UNA CASA DE ESPALDAS AL MAR

Desde mi ventana se ve un paisaje compuesto por lomas verdes, un cielo casi siempre cubierto de nubes y una hermosa bahía. Es un buen sitio para escribir, para leer y pensar, en esta fase final del verano que conduce a un ritmo más acelerado del que quisiéramos hacia la incertidumbre del otoño.

En esta tierra del norte en que me encuentro, el tiempo cambia cada pocos minutos, como no podría ser de otra manera. Llueve ligeramente, llueve a cántaros, el viento arrastra las nubes, sale el sol. Quiero con ello decir que es todo un espectáculo este ventanal que me ha tocado en suerte y que me abre a la variable belleza natural de estos lares. Más que nunca, echo de menos ser pintora. Intentaré pintar con mis palabras.

Solo el color del mar necesitaría un amplio repertorio de tubos de pintura. Acero, tinta, cobalto, plomo, plata. Me imagino mezclando los tonos en mi paleta y, apenas conseguido el adecuado, teniendo que añadir un nuevo componente para ajustarme a este mundo cromático en perpetua evolución. Su mellizo en las alturas tampoco le anda a la zaga en lo que a sorpresas se refiere: nubes blancas y algodonosas, jirones de color gris, gruesas tapaderas plomizas, huecos despejados por los que de improviso se cuela un rayo de sol de grandeza bíblica.

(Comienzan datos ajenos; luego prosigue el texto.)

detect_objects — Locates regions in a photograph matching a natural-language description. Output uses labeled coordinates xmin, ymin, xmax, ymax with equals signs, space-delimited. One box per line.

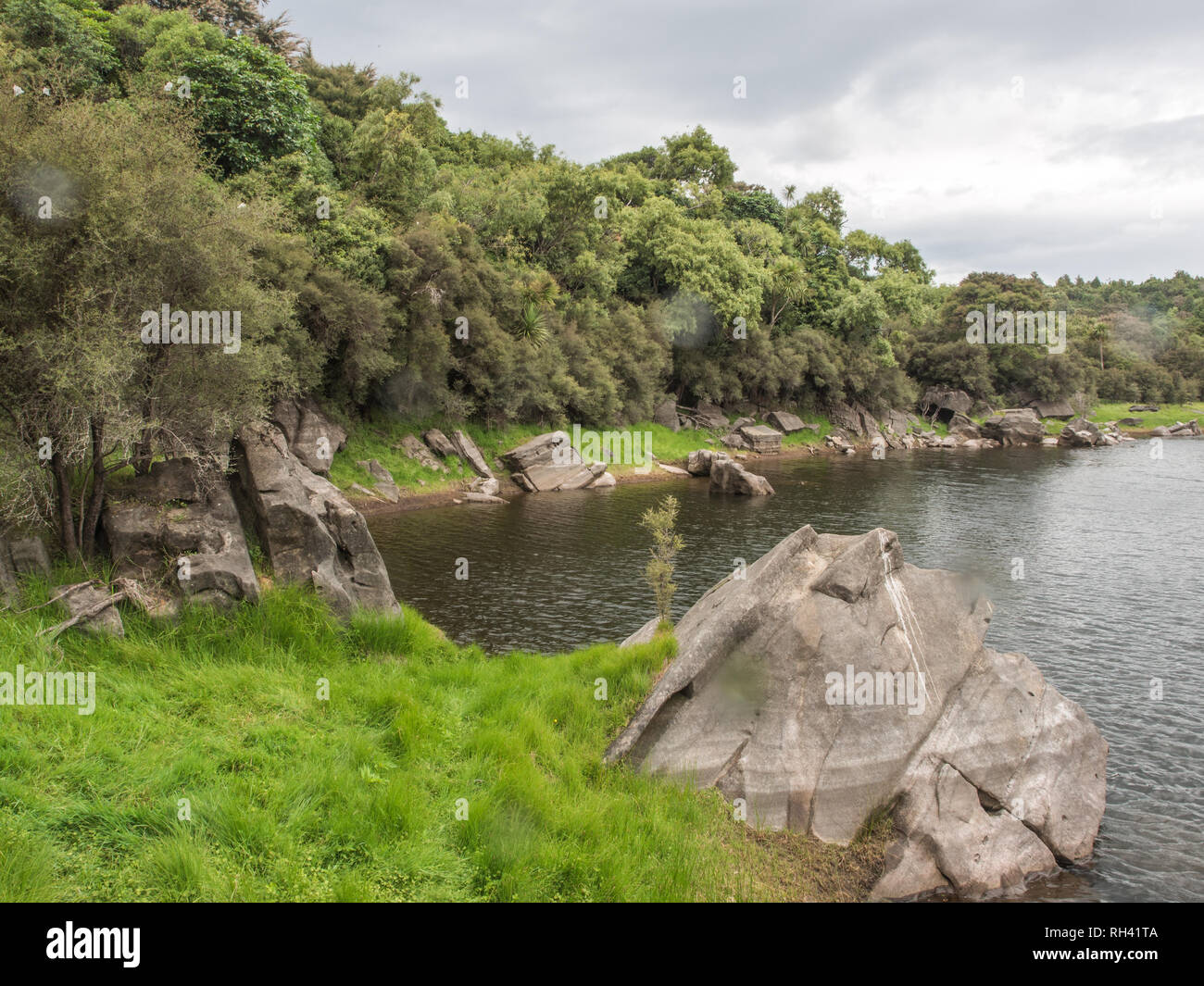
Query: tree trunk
xmin=80 ymin=414 xmax=105 ymax=558
xmin=51 ymin=450 xmax=80 ymax=557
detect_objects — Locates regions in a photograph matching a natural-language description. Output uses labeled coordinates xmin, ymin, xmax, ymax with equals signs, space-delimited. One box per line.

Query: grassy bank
xmin=330 ymin=414 xmax=832 ymax=500
xmin=330 ymin=402 xmax=1204 ymax=500
xmin=0 ymin=572 xmax=888 ymax=901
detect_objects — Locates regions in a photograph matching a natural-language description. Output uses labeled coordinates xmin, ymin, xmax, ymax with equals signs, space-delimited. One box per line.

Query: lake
xmin=370 ymin=438 xmax=1204 ymax=901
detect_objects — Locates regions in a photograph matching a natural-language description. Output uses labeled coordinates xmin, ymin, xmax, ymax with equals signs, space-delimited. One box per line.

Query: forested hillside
xmin=0 ymin=0 xmax=1204 ymax=530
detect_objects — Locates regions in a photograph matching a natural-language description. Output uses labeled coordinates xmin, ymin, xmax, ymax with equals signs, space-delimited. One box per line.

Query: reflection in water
xmin=370 ymin=440 xmax=1204 ymax=901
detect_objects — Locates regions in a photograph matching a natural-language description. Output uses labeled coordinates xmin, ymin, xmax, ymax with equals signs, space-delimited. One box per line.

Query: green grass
xmin=1088 ymin=401 xmax=1204 ymax=431
xmin=0 ymin=572 xmax=890 ymax=901
xmin=330 ymin=414 xmax=832 ymax=498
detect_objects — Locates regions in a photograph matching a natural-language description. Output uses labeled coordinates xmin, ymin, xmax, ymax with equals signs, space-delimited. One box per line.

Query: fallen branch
xmin=37 ymin=582 xmax=129 ymax=641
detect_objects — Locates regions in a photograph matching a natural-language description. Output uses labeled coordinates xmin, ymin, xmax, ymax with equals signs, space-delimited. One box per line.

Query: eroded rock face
xmin=237 ymin=424 xmax=400 ymax=614
xmin=982 ymin=407 xmax=1045 ymax=445
xmin=766 ymin=410 xmax=806 ymax=434
xmin=101 ymin=458 xmax=259 ymax=606
xmin=710 ymin=456 xmax=773 ymax=496
xmin=607 ymin=528 xmax=1108 ymax=898
xmin=272 ymin=398 xmax=346 ymax=476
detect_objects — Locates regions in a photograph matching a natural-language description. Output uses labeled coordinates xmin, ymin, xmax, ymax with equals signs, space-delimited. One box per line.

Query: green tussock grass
xmin=330 ymin=414 xmax=837 ymax=496
xmin=0 ymin=582 xmax=888 ymax=901
xmin=1088 ymin=401 xmax=1204 ymax=431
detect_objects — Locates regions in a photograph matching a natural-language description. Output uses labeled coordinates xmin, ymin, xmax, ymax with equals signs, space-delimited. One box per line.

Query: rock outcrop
xmin=271 ymin=397 xmax=346 ymax=476
xmin=236 ymin=424 xmax=400 ymax=614
xmin=101 ymin=459 xmax=258 ymax=606
xmin=502 ymin=431 xmax=610 ymax=493
xmin=710 ymin=456 xmax=773 ymax=496
xmin=766 ymin=410 xmax=807 ymax=434
xmin=607 ymin=528 xmax=1108 ymax=899
xmin=920 ymin=386 xmax=974 ymax=424
xmin=395 ymin=432 xmax=448 ymax=472
xmin=356 ymin=458 xmax=401 ymax=504
xmin=982 ymin=407 xmax=1045 ymax=445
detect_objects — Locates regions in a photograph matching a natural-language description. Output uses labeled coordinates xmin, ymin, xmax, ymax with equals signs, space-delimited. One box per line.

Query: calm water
xmin=372 ymin=440 xmax=1204 ymax=901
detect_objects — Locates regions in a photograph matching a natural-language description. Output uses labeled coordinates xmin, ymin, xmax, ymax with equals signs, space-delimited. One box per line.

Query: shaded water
xmin=370 ymin=440 xmax=1204 ymax=901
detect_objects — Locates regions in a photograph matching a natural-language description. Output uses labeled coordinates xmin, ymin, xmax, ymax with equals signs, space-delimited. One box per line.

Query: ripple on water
xmin=370 ymin=440 xmax=1204 ymax=901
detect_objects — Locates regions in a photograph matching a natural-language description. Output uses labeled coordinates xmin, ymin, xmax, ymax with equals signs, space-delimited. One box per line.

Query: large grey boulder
xmin=980 ymin=407 xmax=1045 ymax=445
xmin=1028 ymin=397 xmax=1074 ymax=420
xmin=920 ymin=386 xmax=974 ymax=424
xmin=422 ymin=428 xmax=460 ymax=458
xmin=606 ymin=526 xmax=1108 ymax=899
xmin=0 ymin=537 xmax=51 ymax=578
xmin=236 ymin=422 xmax=400 ymax=614
xmin=766 ymin=410 xmax=806 ymax=434
xmin=710 ymin=456 xmax=773 ymax=496
xmin=271 ymin=397 xmax=346 ymax=476
xmin=356 ymin=458 xmax=401 ymax=504
xmin=1057 ymin=418 xmax=1104 ymax=448
xmin=452 ymin=429 xmax=494 ymax=480
xmin=101 ymin=458 xmax=259 ymax=606
xmin=694 ymin=404 xmax=729 ymax=429
xmin=653 ymin=397 xmax=682 ymax=431
xmin=502 ymin=431 xmax=609 ymax=493
xmin=828 ymin=401 xmax=866 ymax=434
xmin=502 ymin=431 xmax=581 ymax=472
xmin=685 ymin=449 xmax=729 ymax=476
xmin=738 ymin=425 xmax=782 ymax=456
xmin=398 ymin=434 xmax=448 ymax=472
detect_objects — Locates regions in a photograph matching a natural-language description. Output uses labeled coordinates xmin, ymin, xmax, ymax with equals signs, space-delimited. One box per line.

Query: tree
xmin=639 ymin=496 xmax=685 ymax=627
xmin=0 ymin=103 xmax=304 ymax=555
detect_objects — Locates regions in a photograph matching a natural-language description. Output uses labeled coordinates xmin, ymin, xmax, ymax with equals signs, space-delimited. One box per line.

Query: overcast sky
xmin=275 ymin=0 xmax=1204 ymax=281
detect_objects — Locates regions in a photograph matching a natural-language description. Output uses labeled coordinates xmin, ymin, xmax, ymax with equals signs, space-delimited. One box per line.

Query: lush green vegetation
xmin=0 ymin=570 xmax=890 ymax=901
xmin=0 ymin=0 xmax=1204 ymax=557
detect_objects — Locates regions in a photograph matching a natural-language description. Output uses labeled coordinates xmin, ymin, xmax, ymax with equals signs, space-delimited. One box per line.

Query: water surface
xmin=370 ymin=440 xmax=1204 ymax=901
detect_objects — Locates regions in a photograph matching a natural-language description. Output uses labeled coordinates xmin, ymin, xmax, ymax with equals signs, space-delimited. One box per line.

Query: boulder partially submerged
xmin=607 ymin=527 xmax=1108 ymax=899
xmin=502 ymin=431 xmax=611 ymax=493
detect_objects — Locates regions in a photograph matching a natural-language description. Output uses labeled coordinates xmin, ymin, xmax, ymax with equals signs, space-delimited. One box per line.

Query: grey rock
xmin=502 ymin=431 xmax=572 ymax=472
xmin=101 ymin=459 xmax=261 ymax=608
xmin=920 ymin=386 xmax=974 ymax=424
xmin=0 ymin=537 xmax=51 ymax=578
xmin=585 ymin=472 xmax=619 ymax=490
xmin=694 ymin=405 xmax=727 ymax=429
xmin=710 ymin=458 xmax=773 ymax=496
xmin=982 ymin=407 xmax=1045 ymax=445
xmin=452 ymin=429 xmax=494 ymax=480
xmin=606 ymin=528 xmax=1108 ymax=899
xmin=766 ymin=410 xmax=806 ymax=434
xmin=356 ymin=458 xmax=401 ymax=504
xmin=271 ymin=397 xmax=346 ymax=476
xmin=739 ymin=425 xmax=782 ymax=456
xmin=653 ymin=397 xmax=682 ymax=431
xmin=469 ymin=476 xmax=502 ymax=496
xmin=685 ymin=449 xmax=729 ymax=476
xmin=1028 ymin=397 xmax=1074 ymax=419
xmin=400 ymin=434 xmax=448 ymax=472
xmin=237 ymin=424 xmax=400 ymax=614
xmin=422 ymin=428 xmax=458 ymax=458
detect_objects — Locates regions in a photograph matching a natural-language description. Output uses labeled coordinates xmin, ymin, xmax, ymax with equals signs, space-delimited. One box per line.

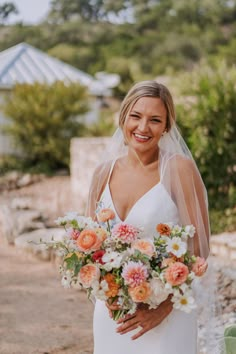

Pero no es necesario irse al hermoso fondo natural para que la pintora que habita en mí encuentre un motivo de inspiración. Las casitas bajas que se alzan en primer término, un par de pisos por debajo de mi ventana, están llenas de detalles que no termino de descubrir. Son dispares, llenas de irregularidades: tejados que se despliegan a alturas variadas, pequeños huertos con árboles frutales que dejan caer sus productos en derredor sin que nadie los recoja, solares sin construir dominados por la maleza. En uno de estos últimos habita una familia formada por una elegante mamá felina y cuatro jovenzuelos que andarán por los dos meses, esa edad maravillosa en que los gatitos se convierten en pequeños exploradores y divertidísimos compañeros de juegos. No me canso de mirarlos. Su pelaje es un asombroso despliegue de dibujos y colores: el blanco, el marrón, el negro y el gris se combinan de cuatro formas completamente distintas, haciendo inconfundible a cada uno de los hermanos. Qué gran diseñadora es la naturaleza.

Con todo, si se produjera el milagro de que yo supiera pintar, elegiría como motivo una casa situada al extremo de la calle. Tiene las paredes pintadas de azul, en armonía con el mar sobre cuya superficie se recorta. Es sencilla y de líneas irregulares, y el último de sus pisos es un puro cristal: un mirador que se extiende de lado a lado. Este modesto edificio no tendría nada de particular, de no ser porque está colocado en sentido opuesto a la bahía y su mirador se asoma a una calle estrecha. Cuando lo miro, me parece que me transmite una suave tristeza, una callada resignación. Me gustaría que se obrara un milagro y pudiera hacerlo rotar, como si fuera de juguete. Una casa de espaldas al mar me parece el símbolo de la negación de la belleza de la vida.